During the cyclonic season (November to April), you should check cyclone warnings shown in newspapers or broadcast by the radio or TV.
Reunion is part of the Eurozone, so as in many other European Union countries the currency used is the euro (symbol: €).
It is compulsory, for the large majority of businesses, to post prices in windows. Hotels and restaurants must have their rates visible from outside.
Most shops accept international credit cards (Visa and Mastercard) but most of them require a minimum amount for credit cards payments (usually €15).
There are a number of ATM machines (called `gabier`) which don't charge you for using them.

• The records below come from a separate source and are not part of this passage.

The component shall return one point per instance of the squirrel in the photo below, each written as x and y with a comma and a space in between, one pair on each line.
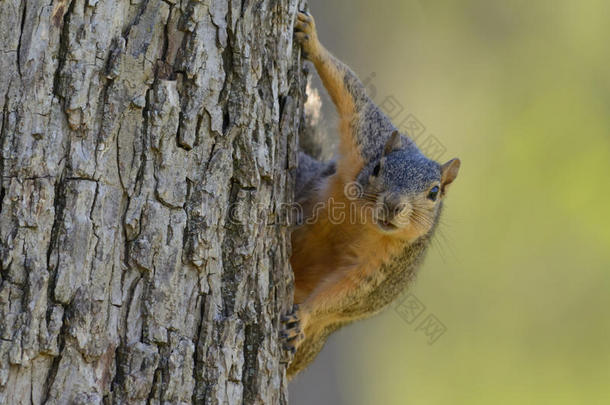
366, 219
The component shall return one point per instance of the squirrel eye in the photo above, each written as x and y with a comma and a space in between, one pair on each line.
376, 170
433, 193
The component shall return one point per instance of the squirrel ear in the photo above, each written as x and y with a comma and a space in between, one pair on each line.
449, 172
395, 142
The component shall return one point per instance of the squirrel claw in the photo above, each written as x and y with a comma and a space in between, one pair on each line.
291, 333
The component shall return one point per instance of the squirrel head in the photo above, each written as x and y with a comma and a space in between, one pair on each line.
405, 188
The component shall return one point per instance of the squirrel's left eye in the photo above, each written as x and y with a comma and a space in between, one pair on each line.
433, 194
376, 170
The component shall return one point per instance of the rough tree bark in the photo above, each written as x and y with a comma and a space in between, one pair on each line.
147, 149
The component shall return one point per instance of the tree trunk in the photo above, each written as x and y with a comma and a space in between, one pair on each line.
148, 148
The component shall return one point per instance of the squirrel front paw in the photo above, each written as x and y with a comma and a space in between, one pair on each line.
291, 334
305, 33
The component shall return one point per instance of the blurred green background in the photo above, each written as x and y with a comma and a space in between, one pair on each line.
520, 271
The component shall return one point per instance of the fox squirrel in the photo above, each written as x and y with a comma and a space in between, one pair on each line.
367, 219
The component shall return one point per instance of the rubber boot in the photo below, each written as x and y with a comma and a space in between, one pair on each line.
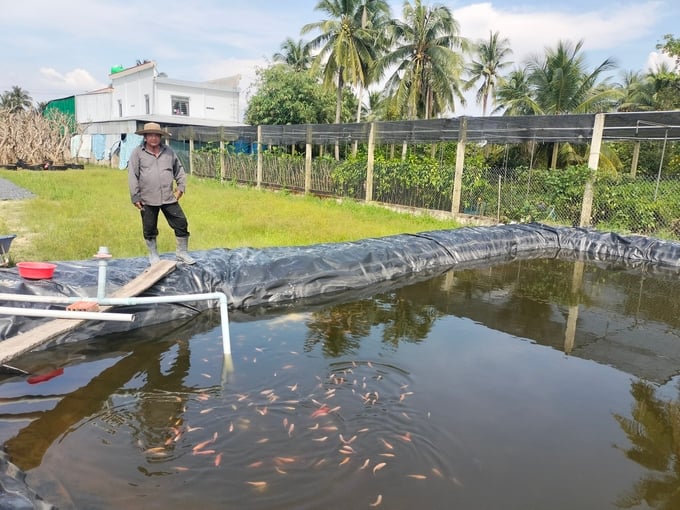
153, 250
182, 254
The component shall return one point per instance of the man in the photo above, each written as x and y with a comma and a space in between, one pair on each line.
157, 181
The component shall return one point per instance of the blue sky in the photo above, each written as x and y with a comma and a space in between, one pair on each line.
56, 48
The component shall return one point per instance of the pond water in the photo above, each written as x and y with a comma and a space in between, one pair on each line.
533, 384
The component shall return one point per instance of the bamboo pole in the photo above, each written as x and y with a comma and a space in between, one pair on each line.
593, 162
460, 163
370, 162
308, 160
258, 184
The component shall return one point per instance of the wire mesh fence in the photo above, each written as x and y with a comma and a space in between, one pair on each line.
415, 164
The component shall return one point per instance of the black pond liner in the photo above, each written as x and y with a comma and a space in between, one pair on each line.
258, 281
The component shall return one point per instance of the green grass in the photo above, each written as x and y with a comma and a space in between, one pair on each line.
76, 211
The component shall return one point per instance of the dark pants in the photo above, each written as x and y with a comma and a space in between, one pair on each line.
172, 212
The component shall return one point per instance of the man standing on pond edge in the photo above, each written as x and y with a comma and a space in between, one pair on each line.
157, 181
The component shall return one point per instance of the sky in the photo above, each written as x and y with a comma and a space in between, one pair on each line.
57, 48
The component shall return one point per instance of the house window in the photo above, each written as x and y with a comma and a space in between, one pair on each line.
180, 105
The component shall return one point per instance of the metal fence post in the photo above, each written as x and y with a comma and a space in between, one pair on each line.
593, 161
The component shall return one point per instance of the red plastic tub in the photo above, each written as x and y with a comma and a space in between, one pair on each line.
36, 270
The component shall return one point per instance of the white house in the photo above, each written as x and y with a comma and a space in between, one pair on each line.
109, 117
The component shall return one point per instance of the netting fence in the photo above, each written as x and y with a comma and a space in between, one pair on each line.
415, 165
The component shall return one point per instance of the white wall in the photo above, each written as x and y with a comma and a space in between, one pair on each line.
130, 89
94, 107
205, 101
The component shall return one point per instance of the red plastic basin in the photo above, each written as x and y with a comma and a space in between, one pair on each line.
36, 270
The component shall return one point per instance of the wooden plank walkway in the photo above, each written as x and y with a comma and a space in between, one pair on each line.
12, 347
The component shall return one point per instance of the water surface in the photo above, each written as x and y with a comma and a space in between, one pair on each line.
533, 384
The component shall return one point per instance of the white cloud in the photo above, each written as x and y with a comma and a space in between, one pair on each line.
530, 31
656, 59
75, 81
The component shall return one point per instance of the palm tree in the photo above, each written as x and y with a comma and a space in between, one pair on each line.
295, 54
427, 76
345, 48
16, 99
373, 15
562, 84
514, 95
490, 61
637, 92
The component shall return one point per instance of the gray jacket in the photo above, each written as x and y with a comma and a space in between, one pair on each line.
152, 178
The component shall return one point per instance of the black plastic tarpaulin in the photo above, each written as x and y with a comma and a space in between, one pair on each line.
273, 277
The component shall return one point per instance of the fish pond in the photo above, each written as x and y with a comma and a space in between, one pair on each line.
530, 384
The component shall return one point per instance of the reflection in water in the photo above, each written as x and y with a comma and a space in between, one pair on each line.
654, 433
483, 388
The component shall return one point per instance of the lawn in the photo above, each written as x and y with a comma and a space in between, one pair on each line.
76, 211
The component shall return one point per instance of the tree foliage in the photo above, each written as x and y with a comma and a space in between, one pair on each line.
16, 100
427, 66
286, 96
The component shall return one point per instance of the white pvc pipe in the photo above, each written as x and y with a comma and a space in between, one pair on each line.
65, 314
183, 298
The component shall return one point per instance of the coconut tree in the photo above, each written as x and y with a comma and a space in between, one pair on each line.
561, 83
637, 92
16, 99
489, 61
426, 59
294, 53
373, 15
344, 48
514, 96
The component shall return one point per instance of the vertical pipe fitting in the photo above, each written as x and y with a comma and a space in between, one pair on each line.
102, 255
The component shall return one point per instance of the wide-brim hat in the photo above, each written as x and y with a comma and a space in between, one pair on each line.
152, 128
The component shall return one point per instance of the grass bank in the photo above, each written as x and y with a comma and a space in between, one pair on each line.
76, 211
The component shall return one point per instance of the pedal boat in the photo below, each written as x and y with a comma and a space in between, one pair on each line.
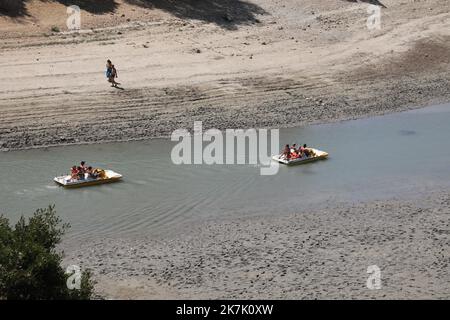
318, 155
68, 182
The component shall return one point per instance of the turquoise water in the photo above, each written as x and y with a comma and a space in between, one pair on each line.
374, 158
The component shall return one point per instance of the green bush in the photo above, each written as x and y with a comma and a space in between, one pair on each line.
30, 266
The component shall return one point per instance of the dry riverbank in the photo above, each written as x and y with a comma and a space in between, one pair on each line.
320, 254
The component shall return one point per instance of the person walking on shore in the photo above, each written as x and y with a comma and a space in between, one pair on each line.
111, 73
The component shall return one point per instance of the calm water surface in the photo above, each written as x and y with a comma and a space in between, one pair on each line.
369, 159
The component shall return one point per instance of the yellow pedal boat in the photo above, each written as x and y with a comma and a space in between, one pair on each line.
317, 155
67, 182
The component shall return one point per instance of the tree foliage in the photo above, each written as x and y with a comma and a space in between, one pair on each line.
30, 266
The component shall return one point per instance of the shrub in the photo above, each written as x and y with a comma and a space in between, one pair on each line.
30, 266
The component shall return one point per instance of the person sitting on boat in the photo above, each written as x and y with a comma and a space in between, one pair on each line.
74, 173
91, 173
83, 165
286, 153
81, 173
304, 151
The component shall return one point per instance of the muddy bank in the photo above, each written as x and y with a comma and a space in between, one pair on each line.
310, 255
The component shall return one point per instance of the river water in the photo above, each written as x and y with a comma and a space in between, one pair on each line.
373, 158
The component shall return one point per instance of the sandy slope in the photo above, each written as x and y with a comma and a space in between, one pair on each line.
271, 63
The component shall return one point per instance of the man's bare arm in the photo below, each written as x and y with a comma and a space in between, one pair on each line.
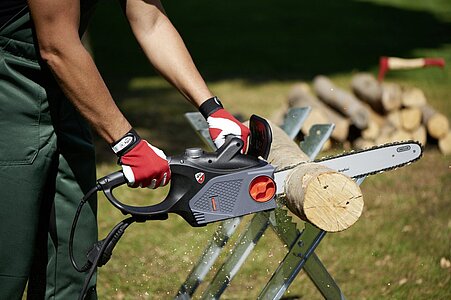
56, 23
165, 49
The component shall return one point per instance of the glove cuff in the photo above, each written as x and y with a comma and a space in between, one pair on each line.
126, 143
210, 106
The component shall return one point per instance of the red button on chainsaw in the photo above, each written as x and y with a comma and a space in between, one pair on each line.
262, 189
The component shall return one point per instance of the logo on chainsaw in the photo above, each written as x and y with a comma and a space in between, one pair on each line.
200, 177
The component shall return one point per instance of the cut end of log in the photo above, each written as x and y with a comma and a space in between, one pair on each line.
337, 211
329, 200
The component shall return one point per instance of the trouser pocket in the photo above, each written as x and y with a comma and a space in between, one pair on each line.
20, 109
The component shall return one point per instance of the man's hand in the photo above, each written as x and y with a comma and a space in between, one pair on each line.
221, 123
143, 164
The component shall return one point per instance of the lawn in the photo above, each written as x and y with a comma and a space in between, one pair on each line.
251, 53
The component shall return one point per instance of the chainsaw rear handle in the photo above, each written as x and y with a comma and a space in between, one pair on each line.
113, 180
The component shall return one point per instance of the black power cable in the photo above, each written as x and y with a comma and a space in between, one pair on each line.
101, 251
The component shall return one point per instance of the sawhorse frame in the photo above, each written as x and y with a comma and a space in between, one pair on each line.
300, 244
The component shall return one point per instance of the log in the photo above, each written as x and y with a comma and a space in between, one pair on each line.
436, 123
343, 101
321, 196
300, 96
413, 97
410, 118
444, 144
391, 96
366, 87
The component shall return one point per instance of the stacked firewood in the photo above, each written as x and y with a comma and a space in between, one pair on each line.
372, 113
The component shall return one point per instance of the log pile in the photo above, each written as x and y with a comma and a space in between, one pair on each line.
371, 113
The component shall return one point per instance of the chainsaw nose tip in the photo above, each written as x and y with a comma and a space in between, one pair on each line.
262, 189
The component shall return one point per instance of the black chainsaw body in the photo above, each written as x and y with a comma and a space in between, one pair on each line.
211, 186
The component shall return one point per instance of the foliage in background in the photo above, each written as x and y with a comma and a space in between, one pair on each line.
251, 52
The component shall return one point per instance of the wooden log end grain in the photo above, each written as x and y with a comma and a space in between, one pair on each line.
323, 197
327, 199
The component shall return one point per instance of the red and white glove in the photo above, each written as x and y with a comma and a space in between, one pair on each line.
143, 164
221, 123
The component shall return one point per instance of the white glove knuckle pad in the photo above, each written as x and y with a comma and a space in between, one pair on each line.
128, 173
226, 126
157, 151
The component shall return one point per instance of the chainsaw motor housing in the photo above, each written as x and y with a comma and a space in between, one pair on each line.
211, 186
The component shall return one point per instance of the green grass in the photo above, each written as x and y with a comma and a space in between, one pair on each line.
251, 53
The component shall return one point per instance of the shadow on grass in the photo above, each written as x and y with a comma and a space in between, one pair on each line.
259, 41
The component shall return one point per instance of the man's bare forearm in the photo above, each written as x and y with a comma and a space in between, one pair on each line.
81, 82
56, 24
165, 48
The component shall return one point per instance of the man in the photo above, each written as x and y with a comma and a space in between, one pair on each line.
49, 88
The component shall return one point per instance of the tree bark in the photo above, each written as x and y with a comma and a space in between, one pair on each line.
327, 199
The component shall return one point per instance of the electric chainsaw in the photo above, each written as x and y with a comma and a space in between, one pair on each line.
208, 187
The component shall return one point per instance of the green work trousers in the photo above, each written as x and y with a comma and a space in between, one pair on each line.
46, 165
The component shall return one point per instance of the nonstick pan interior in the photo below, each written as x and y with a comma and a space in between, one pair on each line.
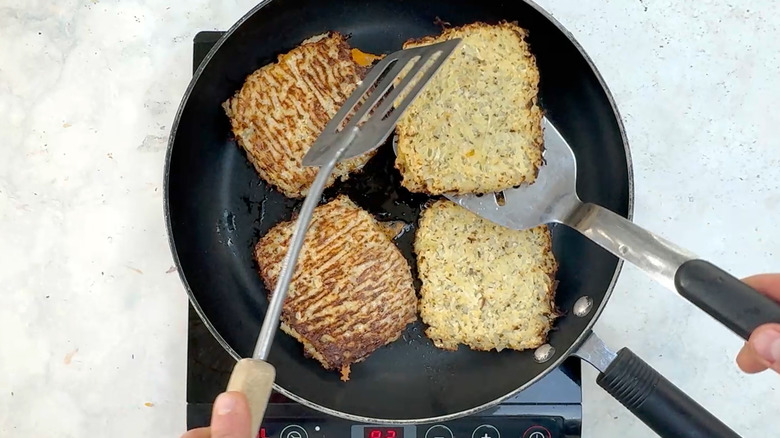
217, 207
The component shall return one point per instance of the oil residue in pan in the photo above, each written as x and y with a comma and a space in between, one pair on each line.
377, 189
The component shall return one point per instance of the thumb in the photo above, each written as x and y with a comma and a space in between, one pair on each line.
230, 417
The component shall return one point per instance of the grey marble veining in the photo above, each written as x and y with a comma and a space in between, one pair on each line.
93, 323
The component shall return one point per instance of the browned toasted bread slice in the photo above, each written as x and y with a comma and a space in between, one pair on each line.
283, 107
352, 291
476, 126
483, 285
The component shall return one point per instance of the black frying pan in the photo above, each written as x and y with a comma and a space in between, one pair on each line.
217, 207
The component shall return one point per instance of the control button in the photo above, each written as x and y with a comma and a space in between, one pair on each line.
439, 431
486, 431
295, 431
537, 432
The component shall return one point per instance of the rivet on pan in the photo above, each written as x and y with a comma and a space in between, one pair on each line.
583, 305
500, 200
544, 353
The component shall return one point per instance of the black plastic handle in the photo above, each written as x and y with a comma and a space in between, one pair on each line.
724, 297
657, 402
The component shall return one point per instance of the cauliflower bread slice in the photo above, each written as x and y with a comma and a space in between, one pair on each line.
476, 127
283, 107
352, 291
483, 285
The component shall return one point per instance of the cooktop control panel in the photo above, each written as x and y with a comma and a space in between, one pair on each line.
488, 427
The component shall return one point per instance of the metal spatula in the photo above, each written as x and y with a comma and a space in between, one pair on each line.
552, 198
362, 124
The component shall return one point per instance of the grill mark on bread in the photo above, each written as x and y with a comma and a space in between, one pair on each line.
352, 291
283, 107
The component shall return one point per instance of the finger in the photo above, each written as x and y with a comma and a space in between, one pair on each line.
767, 284
763, 348
749, 361
230, 417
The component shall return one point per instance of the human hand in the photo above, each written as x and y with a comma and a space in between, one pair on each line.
762, 351
230, 418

Shopping on Reunion Island has not been influenced by modernity. Most of the shopping takes place at the markets and streets that offer local products rather than international brand-name items. The main items for sale are local handicrafts and African-influenced products, mostly found in the markets rather than stores. Wooden handicrafts are popular, and clothing made from local producers are always high on shoppers' agendas. Embroidery, woven objects, and hand-made jewelry are some of the other products sold within the Grand Market.
Popular markets include: Saint-Pierre Market, held on Fridays and Saturdays, this is one of the largest operating markets on the island; Grand Market Saint-Denis, often regarded as the most popular shopping spot; and St Paul’s Street Market, another popular and high regarded market offer a huge range of goods.
Most shops are closed on Sunday.
Most supermarkets are open from 9:00AM to 8:00PM, Monday to Saturday. Some of them are open on Sunday morning.
Emergency services: 112 (which can be dialed by any mobile phone, even if not connected to a GSM network).
Hospitals: Three main hospitals are on the island, Saint Denis (North), Saint Paul (West) and Saint Pierre (South) and small medical centers and clinics are spread across the island. It is also easy to find pharmacies.